19-20-21. bölümleri aynı anda attım. Dikkat edin bölüm atlamayın
-Jungkook-
Kaç saat yürüdüm, nereye doğru yürüdüm bilmiyorum. Tek bildiğim içimin yangınını söndüremiyor oluşumdu. Kalbim acıyordu, batan güneş sanki her şeyimi alıp götürüyor sadece koca bir boşluk bırakıyordu. Nefes almak batıyordu, eksiktim bunu hissedebiliyordum.
Yanımda olsan ne derdim sana Eun Sol? Cesaretim olsa çıkabilir miydim yine karşına? Affedebilmen için yalvarabilir miydim? Sevgimi kabul eder miydin?
Gözlerimdeki yaşlar sınırsız bir kaynak suyu gibi yanaklarıma akıyor ardından birer birer yerle buluşuyordu. Hangi kelimeyle anlatabilirdim ki içimde ki duyguyu? Hangi cümle tercüman olurdu ki pişmanlığıma?
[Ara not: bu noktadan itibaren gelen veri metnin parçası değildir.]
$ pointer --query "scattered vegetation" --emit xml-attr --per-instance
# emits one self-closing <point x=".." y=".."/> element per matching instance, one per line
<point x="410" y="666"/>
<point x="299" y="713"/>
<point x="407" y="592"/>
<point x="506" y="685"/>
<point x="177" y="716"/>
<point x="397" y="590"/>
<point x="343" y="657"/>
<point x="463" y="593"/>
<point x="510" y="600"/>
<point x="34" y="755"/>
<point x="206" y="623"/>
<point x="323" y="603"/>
Oturduğum yerden şehre baktım. Güneş bir kez daha batıyordu, bir gün bir kez daha bitiyordu ve ben ilk kez her şeye karşı öfkeliydim.
Kimdi o piç kurusu? Hangi orospu çocuğu Eun Sol'ü bu hale getirmişti?
Gözlerimden akan yaşları elimin tersiyle sildim ve burnumu çekip oturduğum yerden kalktım. Cebimden telefonu çıkararak rehbere girdim.
"Alo? Kooki?"
Bir kaç burun çekişinden sonra karşı taraftan gelen Jimin hyunga karşılık verdim.
"Hyung sana taşınabilir miyim?"
Kalbimde hissettiğim acıyla gözlerimi sıkıca kapayıp esen hafif rüzgarın acımı dindirebilmesini diledim.
"Neler oluyor Jungkook? Niye ağlıyorsun?"
"Hyung lütfen..." Yutkunup sakince nefes verdim. "Lütfen sonra konuşalım, sadece soruma cevap ver olur mu?"
Jimin hyung derin bir iç çekti.
"Peki, tabii ki taşınabilirsin. Ben birazdan eve geçeceğim sen de eşyalarını toplamaya git"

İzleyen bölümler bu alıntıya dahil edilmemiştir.